Reliability in Azure Event Hubs
This article describes reliability support in Azure Event Hubs, and covers both intra-regional resiliency with availability zones and cross-region disaster recovery and business continuity. For a more detailed overview of reliability principles in Azure, see Azure reliability.
Availability zone support
Availability zones are physically separate groups of datacenters within each Azure region. When one zone fails, services can fail over to one of the remaining zones.
For more information on availability zones in Azure, see What are availability zones?.
Event Hubs implements transparent failure detection and failover mechanisms so that, when failure occurs, the service continues to operate within the assured service-levels and without noticeable interruptions. If you create an Event Hubs namespace in a region that supports availability zones, zone redundancy is automatically enabled. With zone-redundancy, fault tolerance is increased and the service has enough capacity reserves to cope with the outage of an entire facility. Both metadata and data (events) are replicated across data centers in each zone.
Prerequisites
Availability zone support is only available in Azure regions with availability zones.
Create a resource with availability zones enabled
When you use the Azure portal, zone redundancy is automatically enabled. When you create a namespace, you see the following highlighted message when you select a region that supports availability zones.
Disable availability zones
The Azure portal doesn't support disabling availability zones. To disable availability zones, use one of the following methods:
Azure CLI command
az eventhubs namespace
with--zone-redundant=false
PowerShell command
New-AzEventHubNamespace
with-ZoneRedundant=false
to create a namespace with zone redundancy disabled.
Availability zone migration
When you create availability zones in a region that supports them, availability zones are automatically enabled.

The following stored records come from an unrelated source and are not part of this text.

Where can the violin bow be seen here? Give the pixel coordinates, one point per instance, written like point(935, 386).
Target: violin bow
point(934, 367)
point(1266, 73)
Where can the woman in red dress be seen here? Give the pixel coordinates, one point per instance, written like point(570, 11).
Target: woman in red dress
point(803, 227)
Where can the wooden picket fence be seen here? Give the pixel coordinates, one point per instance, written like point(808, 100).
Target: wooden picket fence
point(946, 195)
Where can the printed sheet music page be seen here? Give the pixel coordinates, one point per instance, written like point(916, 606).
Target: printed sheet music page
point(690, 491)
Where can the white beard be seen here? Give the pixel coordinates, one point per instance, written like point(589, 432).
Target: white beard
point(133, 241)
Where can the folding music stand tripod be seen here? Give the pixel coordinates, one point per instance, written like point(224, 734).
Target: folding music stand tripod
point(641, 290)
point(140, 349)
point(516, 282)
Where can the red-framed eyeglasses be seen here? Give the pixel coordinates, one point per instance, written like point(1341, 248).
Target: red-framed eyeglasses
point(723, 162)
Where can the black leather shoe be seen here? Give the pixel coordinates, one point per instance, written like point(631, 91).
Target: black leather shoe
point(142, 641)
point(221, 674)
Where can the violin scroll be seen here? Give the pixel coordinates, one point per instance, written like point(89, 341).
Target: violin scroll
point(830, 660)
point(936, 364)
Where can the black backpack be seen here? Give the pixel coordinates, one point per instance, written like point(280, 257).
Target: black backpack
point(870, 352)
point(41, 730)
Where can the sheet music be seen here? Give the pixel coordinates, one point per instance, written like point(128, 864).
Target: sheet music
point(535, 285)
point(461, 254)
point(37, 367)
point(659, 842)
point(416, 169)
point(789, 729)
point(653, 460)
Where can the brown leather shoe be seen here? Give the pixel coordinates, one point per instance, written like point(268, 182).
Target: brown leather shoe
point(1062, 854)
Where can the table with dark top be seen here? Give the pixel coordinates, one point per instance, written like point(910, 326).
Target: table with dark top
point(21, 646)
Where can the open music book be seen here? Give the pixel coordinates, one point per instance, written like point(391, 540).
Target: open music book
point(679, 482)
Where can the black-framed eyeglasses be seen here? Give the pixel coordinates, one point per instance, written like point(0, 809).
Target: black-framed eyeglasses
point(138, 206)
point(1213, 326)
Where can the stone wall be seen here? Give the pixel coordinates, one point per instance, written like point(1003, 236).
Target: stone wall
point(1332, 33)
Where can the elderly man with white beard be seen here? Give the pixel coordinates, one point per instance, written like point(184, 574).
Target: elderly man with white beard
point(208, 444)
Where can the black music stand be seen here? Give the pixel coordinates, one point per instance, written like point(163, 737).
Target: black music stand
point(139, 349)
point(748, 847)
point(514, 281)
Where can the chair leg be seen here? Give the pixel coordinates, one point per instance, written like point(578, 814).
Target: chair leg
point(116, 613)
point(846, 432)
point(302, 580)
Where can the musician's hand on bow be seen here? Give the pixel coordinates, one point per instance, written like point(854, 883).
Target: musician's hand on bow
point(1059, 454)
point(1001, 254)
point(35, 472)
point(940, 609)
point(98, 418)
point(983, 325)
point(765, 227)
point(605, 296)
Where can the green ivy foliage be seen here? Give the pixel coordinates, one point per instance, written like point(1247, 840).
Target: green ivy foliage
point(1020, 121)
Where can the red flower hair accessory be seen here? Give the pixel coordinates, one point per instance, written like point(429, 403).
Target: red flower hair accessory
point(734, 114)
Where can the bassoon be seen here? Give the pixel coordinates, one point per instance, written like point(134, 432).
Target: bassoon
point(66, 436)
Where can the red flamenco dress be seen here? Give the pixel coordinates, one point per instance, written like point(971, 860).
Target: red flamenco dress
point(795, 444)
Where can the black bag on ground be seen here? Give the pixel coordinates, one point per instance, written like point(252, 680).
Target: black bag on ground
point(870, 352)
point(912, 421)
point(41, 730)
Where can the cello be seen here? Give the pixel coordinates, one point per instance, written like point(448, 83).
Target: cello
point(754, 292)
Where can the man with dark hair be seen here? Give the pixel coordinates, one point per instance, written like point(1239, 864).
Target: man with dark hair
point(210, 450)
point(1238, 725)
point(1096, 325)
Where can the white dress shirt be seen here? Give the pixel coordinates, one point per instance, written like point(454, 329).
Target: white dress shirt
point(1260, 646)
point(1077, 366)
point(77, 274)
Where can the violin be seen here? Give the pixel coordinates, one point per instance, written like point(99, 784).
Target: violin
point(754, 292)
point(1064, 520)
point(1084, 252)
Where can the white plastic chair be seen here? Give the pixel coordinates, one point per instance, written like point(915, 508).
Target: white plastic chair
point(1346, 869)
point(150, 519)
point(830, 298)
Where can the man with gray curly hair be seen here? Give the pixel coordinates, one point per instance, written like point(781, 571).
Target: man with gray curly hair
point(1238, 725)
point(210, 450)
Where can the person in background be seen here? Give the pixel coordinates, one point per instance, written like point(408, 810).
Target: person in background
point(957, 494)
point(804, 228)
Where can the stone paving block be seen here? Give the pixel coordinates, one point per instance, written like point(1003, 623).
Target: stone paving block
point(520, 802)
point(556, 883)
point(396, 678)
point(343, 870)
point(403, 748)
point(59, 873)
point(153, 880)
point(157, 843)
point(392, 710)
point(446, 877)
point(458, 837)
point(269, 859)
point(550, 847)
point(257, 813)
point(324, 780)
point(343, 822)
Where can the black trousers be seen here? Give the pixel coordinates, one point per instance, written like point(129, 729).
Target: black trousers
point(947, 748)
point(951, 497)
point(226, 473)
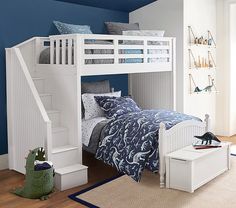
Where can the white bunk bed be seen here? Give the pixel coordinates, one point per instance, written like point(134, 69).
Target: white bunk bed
point(62, 77)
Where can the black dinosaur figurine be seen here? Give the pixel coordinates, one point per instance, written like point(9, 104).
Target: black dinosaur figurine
point(208, 137)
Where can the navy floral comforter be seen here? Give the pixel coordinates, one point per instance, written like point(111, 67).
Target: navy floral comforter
point(130, 141)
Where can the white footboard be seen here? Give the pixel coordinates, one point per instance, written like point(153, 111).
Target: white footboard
point(179, 136)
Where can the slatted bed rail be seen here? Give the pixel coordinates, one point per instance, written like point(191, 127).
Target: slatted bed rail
point(120, 52)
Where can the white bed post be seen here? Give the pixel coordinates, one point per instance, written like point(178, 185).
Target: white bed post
point(162, 150)
point(207, 121)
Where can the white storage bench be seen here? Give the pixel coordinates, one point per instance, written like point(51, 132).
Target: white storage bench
point(187, 169)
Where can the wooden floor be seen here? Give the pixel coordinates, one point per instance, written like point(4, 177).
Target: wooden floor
point(98, 171)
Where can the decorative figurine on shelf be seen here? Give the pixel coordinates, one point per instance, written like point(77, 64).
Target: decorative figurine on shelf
point(209, 87)
point(206, 64)
point(203, 62)
point(200, 40)
point(210, 42)
point(210, 64)
point(199, 65)
point(39, 181)
point(208, 137)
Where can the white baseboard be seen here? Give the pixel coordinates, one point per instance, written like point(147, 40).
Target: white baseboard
point(3, 162)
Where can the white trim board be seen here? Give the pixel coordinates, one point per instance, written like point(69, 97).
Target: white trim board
point(3, 162)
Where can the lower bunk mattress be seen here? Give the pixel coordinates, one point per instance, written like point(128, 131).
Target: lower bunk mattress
point(130, 142)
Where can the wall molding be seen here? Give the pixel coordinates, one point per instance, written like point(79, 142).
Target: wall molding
point(3, 162)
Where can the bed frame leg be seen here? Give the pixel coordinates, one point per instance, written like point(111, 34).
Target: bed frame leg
point(162, 167)
point(207, 121)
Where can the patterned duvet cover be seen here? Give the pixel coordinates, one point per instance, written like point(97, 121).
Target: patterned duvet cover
point(130, 141)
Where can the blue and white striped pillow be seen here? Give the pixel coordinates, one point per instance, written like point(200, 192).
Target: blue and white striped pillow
point(116, 106)
point(65, 28)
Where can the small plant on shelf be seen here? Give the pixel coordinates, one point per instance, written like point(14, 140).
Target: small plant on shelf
point(201, 62)
point(201, 40)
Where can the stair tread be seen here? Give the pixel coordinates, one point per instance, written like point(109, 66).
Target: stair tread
point(70, 169)
point(58, 129)
point(38, 78)
point(45, 94)
point(63, 148)
point(52, 111)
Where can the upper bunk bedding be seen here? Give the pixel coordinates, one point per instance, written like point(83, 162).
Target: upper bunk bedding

Cross-region disaster recovery and business continuity
Disaster recovery (DR) is about recovering from high-impact events, such as natural disasters or failed deployments that result in downtime and data loss. Regardless of the cause, the best remedy for a disaster is a well-defined and tested DR plan and an application design that actively supports DR. Before you begin to think about creating your disaster recovery plan, see Recommendations for designing a disaster recovery strategy.

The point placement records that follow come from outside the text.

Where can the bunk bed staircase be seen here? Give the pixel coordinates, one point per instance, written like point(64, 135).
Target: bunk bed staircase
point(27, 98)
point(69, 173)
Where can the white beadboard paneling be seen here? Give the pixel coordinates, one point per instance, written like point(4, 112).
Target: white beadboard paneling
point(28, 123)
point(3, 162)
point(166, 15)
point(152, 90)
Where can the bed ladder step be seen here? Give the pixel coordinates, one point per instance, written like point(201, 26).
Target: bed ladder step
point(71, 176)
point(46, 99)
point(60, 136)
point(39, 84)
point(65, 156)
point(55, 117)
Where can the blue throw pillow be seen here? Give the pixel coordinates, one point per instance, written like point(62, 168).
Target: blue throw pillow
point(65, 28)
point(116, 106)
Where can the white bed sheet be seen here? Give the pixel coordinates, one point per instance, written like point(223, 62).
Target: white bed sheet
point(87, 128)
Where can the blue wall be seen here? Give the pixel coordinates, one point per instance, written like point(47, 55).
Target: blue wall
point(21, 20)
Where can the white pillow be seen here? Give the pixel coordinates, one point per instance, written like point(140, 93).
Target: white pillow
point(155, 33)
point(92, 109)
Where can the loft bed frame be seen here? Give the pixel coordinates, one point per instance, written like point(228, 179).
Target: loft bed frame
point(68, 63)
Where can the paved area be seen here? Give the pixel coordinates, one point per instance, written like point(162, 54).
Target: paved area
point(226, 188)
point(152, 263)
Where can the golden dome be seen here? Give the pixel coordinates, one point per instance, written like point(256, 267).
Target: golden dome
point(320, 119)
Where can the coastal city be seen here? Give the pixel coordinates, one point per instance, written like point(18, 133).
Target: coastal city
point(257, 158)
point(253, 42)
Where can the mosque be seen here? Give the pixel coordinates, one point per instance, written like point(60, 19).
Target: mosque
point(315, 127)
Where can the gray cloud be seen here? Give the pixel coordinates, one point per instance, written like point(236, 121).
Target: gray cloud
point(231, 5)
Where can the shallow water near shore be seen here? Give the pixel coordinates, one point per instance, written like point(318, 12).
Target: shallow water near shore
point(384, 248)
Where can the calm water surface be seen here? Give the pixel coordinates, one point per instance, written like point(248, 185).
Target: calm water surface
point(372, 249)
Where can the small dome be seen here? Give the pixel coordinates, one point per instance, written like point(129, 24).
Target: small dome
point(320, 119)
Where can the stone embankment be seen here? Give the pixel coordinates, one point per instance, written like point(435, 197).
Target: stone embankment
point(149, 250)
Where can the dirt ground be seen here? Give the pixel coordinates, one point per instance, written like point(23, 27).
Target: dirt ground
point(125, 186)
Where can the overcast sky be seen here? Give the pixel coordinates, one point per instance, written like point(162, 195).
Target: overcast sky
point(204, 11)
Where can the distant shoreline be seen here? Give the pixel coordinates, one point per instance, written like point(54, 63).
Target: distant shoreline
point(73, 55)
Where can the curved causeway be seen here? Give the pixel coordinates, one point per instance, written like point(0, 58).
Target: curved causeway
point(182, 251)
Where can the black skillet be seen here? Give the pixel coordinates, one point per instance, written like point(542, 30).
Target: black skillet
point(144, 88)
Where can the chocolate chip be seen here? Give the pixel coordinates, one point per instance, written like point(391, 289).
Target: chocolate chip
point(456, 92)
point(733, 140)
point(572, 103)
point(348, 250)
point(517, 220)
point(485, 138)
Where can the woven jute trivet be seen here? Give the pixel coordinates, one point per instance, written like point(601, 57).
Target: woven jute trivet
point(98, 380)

When it comes to DR, Azure uses the shared responsibility model. In a shared responsibility model, Azure ensures that the baseline infrastructure and platform services are available. At the same time, many Azure services don't automatically replicate data or fall back from a failed region to cross-replicate to another enabled region. For those services, you are responsible for setting up a disaster recovery plan that works for your workload. Most services that run on Azure platform as a service (PaaS) offerings provide features and guidance to support DR and you can use service-specific features to support fast recovery to help develop your DR plan.

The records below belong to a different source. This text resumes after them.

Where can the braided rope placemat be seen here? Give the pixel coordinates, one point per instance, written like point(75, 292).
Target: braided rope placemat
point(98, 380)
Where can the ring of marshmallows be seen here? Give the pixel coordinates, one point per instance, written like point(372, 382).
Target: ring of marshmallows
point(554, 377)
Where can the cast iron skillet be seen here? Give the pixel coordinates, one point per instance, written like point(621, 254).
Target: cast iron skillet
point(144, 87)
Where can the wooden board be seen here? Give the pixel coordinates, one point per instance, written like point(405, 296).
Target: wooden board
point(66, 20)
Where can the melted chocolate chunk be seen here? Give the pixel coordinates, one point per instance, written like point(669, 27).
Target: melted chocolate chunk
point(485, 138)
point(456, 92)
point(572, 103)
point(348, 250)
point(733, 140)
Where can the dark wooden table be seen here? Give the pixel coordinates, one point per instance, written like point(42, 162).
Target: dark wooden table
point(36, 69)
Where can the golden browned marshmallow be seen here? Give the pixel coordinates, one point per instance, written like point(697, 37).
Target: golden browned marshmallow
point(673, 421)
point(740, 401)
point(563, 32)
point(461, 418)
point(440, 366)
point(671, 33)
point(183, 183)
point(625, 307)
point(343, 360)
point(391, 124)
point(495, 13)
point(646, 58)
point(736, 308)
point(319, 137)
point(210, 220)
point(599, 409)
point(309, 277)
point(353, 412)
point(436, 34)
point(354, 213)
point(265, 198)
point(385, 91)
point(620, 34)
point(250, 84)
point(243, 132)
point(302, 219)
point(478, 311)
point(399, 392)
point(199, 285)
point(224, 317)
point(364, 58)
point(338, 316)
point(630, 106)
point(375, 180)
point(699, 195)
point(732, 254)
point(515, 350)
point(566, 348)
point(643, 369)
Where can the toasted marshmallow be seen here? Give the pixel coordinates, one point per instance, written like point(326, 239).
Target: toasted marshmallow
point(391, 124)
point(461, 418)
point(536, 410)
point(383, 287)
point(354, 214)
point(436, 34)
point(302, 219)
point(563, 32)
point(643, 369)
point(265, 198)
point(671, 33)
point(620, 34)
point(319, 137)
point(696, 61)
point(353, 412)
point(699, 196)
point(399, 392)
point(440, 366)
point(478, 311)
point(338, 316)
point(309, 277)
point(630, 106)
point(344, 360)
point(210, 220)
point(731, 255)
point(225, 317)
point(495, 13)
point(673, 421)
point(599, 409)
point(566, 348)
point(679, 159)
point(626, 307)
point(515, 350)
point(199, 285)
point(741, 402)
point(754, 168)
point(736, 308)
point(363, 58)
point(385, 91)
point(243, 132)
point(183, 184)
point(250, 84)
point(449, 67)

The all-active Azure Event Hubs cluster model with availability zone support provides resiliency against hardware and datacenter outages. However, if a disaster where an entire region and all zones are unavailable, you can use Geo-disaster recovery to recover your workload and application configuration.
There is one features that provide geo-disaster recovery in Azure Event Hubs.
Geo-disaster recovery (Metadata DR), which just provides replication of only metadata.
Geo-Disaster recovery ensures that the entire configuration of a namespace (Event Hubs, Consumer Groups, and settings) is continuously replicated from a primary namespace to a secondary namespace when paired.
The Geo-disaster recovery feature of Azure Event Hubs is a disaster recovery solution. The concepts and workflow described in this article apply to disaster scenarios, and not to temporary outages. For a detailed discussion of disaster recovery in Azure, see this article.
With Geo-Disaster recovery, you can initiate a once-only failover move from the primary to the secondary at any time. The failover move points the chosen alias name for the namespace to the secondary namespace. After the move, the pairing is then removed. The failover is nearly instantaneous once initiated.
For detailed information, samples, and further documentation, on Geo-Disaster recovery in Event Hubs, see Azure Event Hubs - Geo-disaster recovery.